PADANG, METRO–Tim Subdit Jatanras Direktora Reserse Kriminal Umum (Ditreskrimum) Polda Sumbar berhasil menangkap kompolotan perampok sadis bersenjata api yang sudah melancarkan aksinya di lima lokasi berbeda di wilayah Sumbar dengan sasaran pedagang emas.
Bahkan, saat penangkapan di Desa Batu Belah, Kabupaten Kampar, Riau, Sabtu dini hari (27/1) yang dilakukan jajaran Polda Sumbar dan Polda Riau, sempat terjadi aksi baku tembak. Seorang perampok bernama Reki Candra (41) tewas dan dua anggota polisi terluka.
Sementara dua perampok lainnya berinisial IS (34) dan MZ (39) sudah terlebih dahulu diamankan di KM 2 dan KM 6, Kecamatan Tapung Jalan, Garuda Sakti, Provinisi Riau.

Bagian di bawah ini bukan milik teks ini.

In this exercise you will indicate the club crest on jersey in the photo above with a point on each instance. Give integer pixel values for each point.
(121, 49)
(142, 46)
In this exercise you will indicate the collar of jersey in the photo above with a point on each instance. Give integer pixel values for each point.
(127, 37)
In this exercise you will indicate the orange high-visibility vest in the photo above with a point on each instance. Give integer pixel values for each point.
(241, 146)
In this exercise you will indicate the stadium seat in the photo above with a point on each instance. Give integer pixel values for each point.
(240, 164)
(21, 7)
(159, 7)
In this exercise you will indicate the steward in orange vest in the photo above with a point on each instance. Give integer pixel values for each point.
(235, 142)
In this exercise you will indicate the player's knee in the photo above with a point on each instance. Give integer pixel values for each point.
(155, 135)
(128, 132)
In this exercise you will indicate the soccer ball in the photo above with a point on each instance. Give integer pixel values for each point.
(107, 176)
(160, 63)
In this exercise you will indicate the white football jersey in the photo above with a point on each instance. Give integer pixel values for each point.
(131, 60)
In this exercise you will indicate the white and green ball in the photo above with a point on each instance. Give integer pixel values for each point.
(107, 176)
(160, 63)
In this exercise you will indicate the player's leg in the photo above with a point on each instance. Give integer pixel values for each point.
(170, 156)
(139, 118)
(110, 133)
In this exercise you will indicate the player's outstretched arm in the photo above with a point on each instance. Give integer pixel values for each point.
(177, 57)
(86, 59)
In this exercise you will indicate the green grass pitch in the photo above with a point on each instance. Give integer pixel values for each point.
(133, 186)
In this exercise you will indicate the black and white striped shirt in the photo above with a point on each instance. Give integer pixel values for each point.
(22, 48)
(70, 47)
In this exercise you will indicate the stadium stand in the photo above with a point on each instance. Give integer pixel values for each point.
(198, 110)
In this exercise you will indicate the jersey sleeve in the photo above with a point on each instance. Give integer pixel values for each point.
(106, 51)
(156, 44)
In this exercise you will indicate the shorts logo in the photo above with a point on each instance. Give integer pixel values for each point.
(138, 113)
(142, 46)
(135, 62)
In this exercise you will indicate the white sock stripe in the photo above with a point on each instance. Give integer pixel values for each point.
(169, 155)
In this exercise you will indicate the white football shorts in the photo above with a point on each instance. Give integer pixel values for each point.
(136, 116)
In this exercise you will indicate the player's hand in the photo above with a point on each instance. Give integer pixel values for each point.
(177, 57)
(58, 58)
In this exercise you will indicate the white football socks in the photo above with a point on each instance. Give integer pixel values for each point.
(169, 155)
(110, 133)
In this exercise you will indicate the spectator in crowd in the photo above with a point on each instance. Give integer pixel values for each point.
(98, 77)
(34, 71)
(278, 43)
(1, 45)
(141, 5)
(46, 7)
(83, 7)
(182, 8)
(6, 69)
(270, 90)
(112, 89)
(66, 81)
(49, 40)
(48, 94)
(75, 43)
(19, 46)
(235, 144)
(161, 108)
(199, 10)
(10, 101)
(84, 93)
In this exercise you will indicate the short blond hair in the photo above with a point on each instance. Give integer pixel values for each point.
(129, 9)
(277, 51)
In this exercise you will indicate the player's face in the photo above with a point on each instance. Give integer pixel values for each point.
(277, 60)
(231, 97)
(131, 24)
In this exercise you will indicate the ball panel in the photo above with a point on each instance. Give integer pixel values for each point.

Komplotan perampok inilah yang sudah melancarkan aksinya di wilayah Kabupaten Agam, Bukittinggi, Solok dan Padangpariaman.

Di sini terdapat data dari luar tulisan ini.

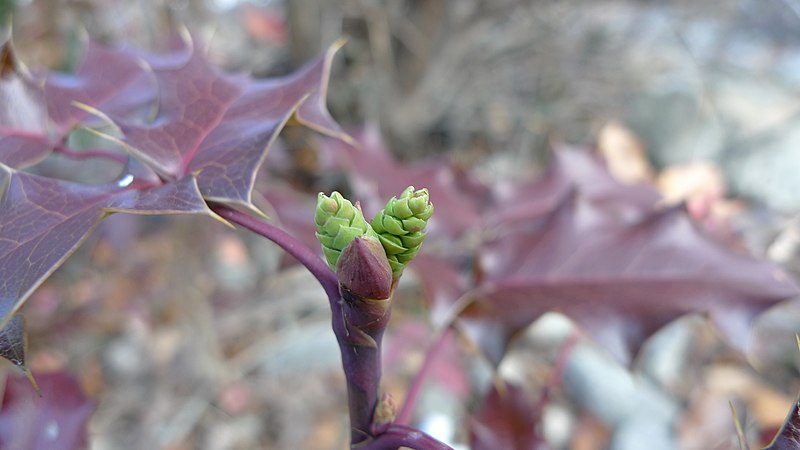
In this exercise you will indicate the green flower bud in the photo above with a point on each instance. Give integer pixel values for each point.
(400, 226)
(338, 223)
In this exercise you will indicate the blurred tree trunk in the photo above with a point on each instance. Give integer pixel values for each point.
(305, 29)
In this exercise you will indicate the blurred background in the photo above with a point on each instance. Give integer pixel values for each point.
(221, 346)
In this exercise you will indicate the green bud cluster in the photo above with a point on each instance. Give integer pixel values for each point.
(400, 226)
(338, 223)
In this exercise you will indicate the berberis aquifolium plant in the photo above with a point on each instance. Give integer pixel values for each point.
(195, 140)
(188, 138)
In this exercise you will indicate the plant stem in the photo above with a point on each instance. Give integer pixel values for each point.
(360, 346)
(289, 244)
(403, 436)
(404, 415)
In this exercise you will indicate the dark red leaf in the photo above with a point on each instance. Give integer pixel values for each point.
(221, 126)
(44, 220)
(506, 420)
(623, 280)
(55, 421)
(101, 80)
(22, 114)
(37, 114)
(12, 341)
(788, 438)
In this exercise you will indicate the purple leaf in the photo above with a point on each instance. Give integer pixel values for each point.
(12, 342)
(22, 114)
(221, 126)
(56, 420)
(623, 280)
(788, 437)
(101, 78)
(44, 220)
(506, 419)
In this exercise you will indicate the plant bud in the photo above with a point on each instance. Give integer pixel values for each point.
(364, 270)
(400, 226)
(385, 413)
(338, 223)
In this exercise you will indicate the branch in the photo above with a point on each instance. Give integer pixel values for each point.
(397, 436)
(288, 243)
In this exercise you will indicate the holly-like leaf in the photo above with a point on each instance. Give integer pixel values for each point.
(220, 126)
(37, 113)
(623, 280)
(44, 220)
(788, 438)
(107, 78)
(506, 419)
(603, 253)
(22, 113)
(55, 420)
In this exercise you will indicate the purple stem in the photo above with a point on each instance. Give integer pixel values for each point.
(90, 153)
(290, 245)
(397, 436)
(361, 363)
(404, 415)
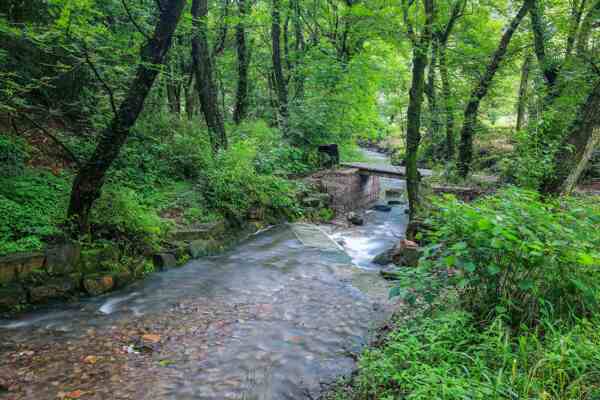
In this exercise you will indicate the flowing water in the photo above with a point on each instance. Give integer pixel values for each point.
(273, 318)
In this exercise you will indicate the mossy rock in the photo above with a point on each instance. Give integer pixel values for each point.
(56, 288)
(98, 284)
(12, 296)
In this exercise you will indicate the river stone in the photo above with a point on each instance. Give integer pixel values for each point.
(395, 203)
(97, 285)
(382, 207)
(356, 218)
(404, 253)
(12, 295)
(19, 266)
(53, 289)
(164, 261)
(199, 248)
(390, 273)
(63, 258)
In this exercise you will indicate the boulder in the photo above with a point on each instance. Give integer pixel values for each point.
(63, 258)
(404, 253)
(199, 248)
(164, 261)
(390, 273)
(204, 231)
(53, 289)
(356, 218)
(396, 203)
(382, 207)
(19, 265)
(99, 284)
(12, 295)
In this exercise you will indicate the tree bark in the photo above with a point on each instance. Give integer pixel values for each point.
(88, 183)
(241, 98)
(572, 153)
(471, 111)
(444, 36)
(522, 101)
(433, 126)
(413, 131)
(278, 75)
(205, 79)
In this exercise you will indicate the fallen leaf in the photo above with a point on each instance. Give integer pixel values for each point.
(151, 338)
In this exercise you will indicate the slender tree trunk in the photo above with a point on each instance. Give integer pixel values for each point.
(205, 79)
(300, 46)
(471, 111)
(448, 104)
(279, 78)
(241, 98)
(173, 92)
(573, 150)
(522, 101)
(413, 131)
(88, 183)
(433, 126)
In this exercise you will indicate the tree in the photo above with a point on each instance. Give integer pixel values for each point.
(279, 80)
(420, 43)
(88, 183)
(241, 98)
(481, 89)
(205, 80)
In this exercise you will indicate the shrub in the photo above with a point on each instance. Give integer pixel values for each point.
(518, 256)
(119, 214)
(233, 186)
(32, 208)
(446, 357)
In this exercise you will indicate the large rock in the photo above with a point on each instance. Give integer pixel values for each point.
(19, 266)
(11, 296)
(164, 261)
(405, 253)
(356, 218)
(99, 284)
(209, 230)
(57, 288)
(63, 258)
(199, 248)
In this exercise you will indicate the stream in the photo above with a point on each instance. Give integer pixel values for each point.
(269, 319)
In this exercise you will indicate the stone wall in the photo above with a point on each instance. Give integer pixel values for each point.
(348, 189)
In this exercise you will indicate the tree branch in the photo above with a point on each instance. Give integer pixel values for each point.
(109, 91)
(66, 150)
(139, 28)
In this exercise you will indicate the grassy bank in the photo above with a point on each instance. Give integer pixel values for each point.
(508, 288)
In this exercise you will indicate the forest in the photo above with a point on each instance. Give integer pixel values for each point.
(124, 121)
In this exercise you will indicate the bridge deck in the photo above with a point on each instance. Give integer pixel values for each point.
(386, 171)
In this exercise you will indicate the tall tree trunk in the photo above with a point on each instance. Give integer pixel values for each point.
(572, 153)
(241, 98)
(522, 101)
(448, 104)
(433, 126)
(88, 183)
(279, 78)
(173, 92)
(205, 79)
(413, 131)
(471, 111)
(443, 37)
(299, 48)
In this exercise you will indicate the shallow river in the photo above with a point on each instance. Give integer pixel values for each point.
(270, 319)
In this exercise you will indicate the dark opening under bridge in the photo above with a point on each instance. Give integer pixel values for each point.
(385, 171)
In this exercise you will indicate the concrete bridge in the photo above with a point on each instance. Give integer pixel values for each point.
(384, 171)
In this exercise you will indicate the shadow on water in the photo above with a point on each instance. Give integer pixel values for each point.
(270, 319)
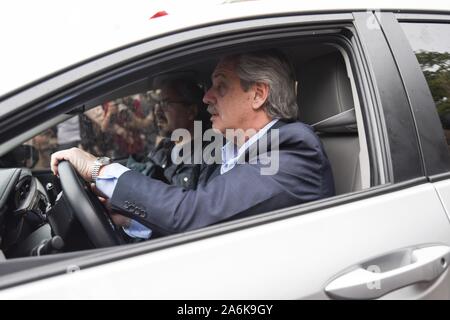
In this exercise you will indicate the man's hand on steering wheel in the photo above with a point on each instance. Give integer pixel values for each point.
(81, 161)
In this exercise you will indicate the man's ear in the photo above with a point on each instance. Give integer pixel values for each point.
(261, 91)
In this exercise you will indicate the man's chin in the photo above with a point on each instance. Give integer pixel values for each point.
(218, 129)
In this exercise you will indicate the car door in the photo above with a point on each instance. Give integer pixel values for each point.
(390, 240)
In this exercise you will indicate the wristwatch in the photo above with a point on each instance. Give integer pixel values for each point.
(98, 163)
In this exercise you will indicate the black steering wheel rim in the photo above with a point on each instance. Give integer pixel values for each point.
(87, 208)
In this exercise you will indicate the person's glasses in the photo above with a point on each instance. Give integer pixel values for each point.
(164, 104)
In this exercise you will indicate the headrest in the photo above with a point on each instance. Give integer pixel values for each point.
(324, 89)
(340, 123)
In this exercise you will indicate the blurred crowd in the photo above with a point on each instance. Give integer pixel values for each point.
(118, 129)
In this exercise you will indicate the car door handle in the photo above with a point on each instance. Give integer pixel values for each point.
(426, 265)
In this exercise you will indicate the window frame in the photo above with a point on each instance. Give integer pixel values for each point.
(433, 148)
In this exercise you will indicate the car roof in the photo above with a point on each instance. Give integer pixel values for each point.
(51, 34)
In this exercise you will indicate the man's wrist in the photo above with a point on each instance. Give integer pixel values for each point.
(98, 164)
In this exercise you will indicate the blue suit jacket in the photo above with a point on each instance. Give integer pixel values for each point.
(304, 175)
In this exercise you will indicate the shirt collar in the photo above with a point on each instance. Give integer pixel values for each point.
(231, 153)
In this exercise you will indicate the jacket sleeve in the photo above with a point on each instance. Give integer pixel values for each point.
(171, 209)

Dari penangkapan komplotan perampok itu, disita mepat pucuk senjata api dengan rincian satu pucuk senjata api jenis pistol merek macarov warna silver kalibre 7,65 mm, 1 pucuk senjata api jenis pistol merek Bareta Kalibre 9 mm, dan dua pucuk senjata api jenis revolver. Kemudian, ada puluhan butir amunisi, magazine, senjata tajam, sparepart senjata api, sepeda motor yang dipakai untuk melakukan perampokan.

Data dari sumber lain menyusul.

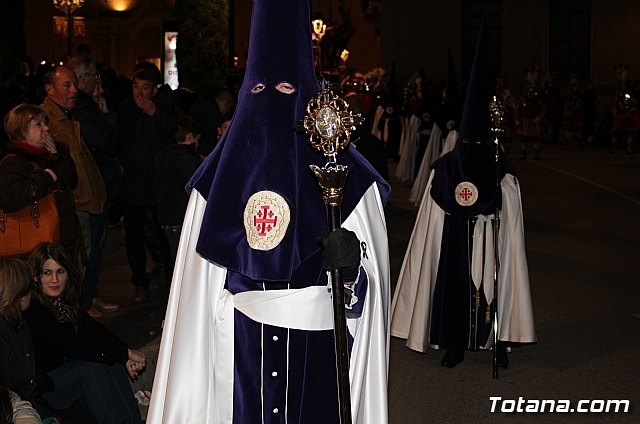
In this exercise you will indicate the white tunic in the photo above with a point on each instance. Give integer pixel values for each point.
(194, 376)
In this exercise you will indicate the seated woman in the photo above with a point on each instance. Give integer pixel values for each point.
(81, 356)
(33, 166)
(17, 367)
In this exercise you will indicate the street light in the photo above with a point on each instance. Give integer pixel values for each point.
(68, 7)
(319, 29)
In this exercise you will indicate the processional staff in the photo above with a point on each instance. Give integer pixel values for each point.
(329, 124)
(496, 112)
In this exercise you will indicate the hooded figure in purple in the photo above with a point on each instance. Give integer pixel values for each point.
(248, 334)
(446, 282)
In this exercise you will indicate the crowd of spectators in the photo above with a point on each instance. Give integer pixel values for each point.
(99, 143)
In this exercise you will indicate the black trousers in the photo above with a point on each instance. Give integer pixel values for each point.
(142, 231)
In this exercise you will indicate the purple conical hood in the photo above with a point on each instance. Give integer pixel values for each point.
(470, 170)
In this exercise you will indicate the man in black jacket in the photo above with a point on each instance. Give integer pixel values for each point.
(146, 124)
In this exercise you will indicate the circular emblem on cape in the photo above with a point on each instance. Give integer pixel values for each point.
(266, 218)
(466, 193)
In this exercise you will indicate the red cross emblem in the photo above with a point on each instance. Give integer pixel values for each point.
(264, 220)
(466, 193)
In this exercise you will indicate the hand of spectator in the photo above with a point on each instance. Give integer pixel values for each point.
(146, 105)
(48, 144)
(136, 363)
(53, 174)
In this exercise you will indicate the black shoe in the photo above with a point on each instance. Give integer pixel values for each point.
(141, 294)
(452, 358)
(501, 356)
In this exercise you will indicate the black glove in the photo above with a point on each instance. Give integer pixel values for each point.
(341, 250)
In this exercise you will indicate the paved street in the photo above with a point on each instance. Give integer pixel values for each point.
(581, 210)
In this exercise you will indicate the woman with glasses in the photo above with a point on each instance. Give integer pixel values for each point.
(33, 166)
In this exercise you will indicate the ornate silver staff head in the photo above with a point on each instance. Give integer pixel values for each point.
(329, 124)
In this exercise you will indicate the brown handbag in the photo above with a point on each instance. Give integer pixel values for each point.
(21, 231)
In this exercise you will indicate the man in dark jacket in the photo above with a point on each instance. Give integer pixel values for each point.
(101, 139)
(146, 124)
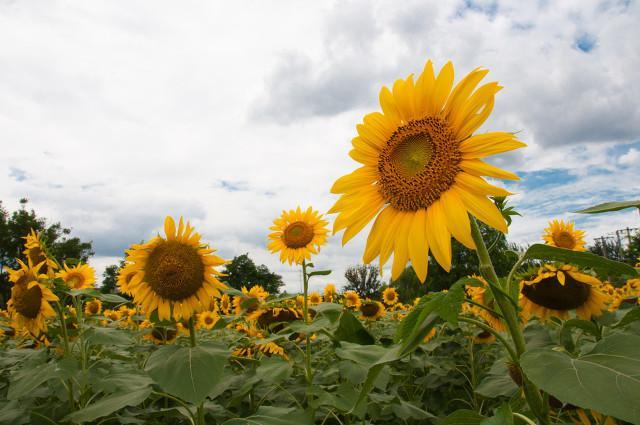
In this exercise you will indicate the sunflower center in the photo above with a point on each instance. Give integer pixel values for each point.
(27, 302)
(419, 162)
(174, 271)
(298, 234)
(550, 293)
(564, 240)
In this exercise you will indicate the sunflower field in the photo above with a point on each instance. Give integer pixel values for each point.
(556, 340)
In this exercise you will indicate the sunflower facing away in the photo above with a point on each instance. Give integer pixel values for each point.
(297, 234)
(176, 275)
(422, 170)
(563, 235)
(556, 290)
(29, 304)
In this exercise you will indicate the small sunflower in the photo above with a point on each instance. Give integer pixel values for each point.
(556, 290)
(93, 307)
(422, 170)
(176, 275)
(563, 235)
(390, 296)
(372, 310)
(78, 277)
(29, 304)
(297, 235)
(352, 299)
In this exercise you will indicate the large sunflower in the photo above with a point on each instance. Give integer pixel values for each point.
(176, 275)
(422, 170)
(297, 234)
(29, 304)
(563, 235)
(556, 290)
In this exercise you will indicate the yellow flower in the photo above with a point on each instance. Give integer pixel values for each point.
(78, 277)
(554, 291)
(297, 234)
(563, 235)
(422, 171)
(176, 275)
(390, 296)
(29, 304)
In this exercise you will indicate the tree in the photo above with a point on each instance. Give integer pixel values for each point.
(364, 279)
(242, 271)
(15, 226)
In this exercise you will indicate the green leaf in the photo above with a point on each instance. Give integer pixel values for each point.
(609, 207)
(350, 329)
(602, 265)
(189, 373)
(606, 379)
(109, 404)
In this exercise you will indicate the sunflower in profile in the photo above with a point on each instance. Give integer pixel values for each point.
(371, 310)
(352, 299)
(29, 304)
(563, 235)
(176, 275)
(422, 171)
(556, 290)
(297, 235)
(390, 296)
(78, 277)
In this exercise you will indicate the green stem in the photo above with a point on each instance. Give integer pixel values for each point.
(509, 313)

Kapolda Sumbar, Irjen Pol Suharyono mengatakan, penangkapan sindikat perampok sadis ini murni merupakan keberhasilan jajaran Ditreskrimum Polda Sumbar yang berhasil melacak keberadaan komplotan perampok sadis itu secara manual maupun digital.
“Polda Riau hanya back up saja, karena pelaku berada di wilayah hukum Polda Riau. Kita mengapresiasi Polda Riau yang sudah ikut membantu dan bahkan ada salah satu anggotanya yang terluka,” ungkap Irjen Pol Suharyono didampingi Wakapolda Brigjen Pol Gupuh Setiyono, serta Dirkrimum Kombes Pol Andry Kurniawan, Selasa (30/1).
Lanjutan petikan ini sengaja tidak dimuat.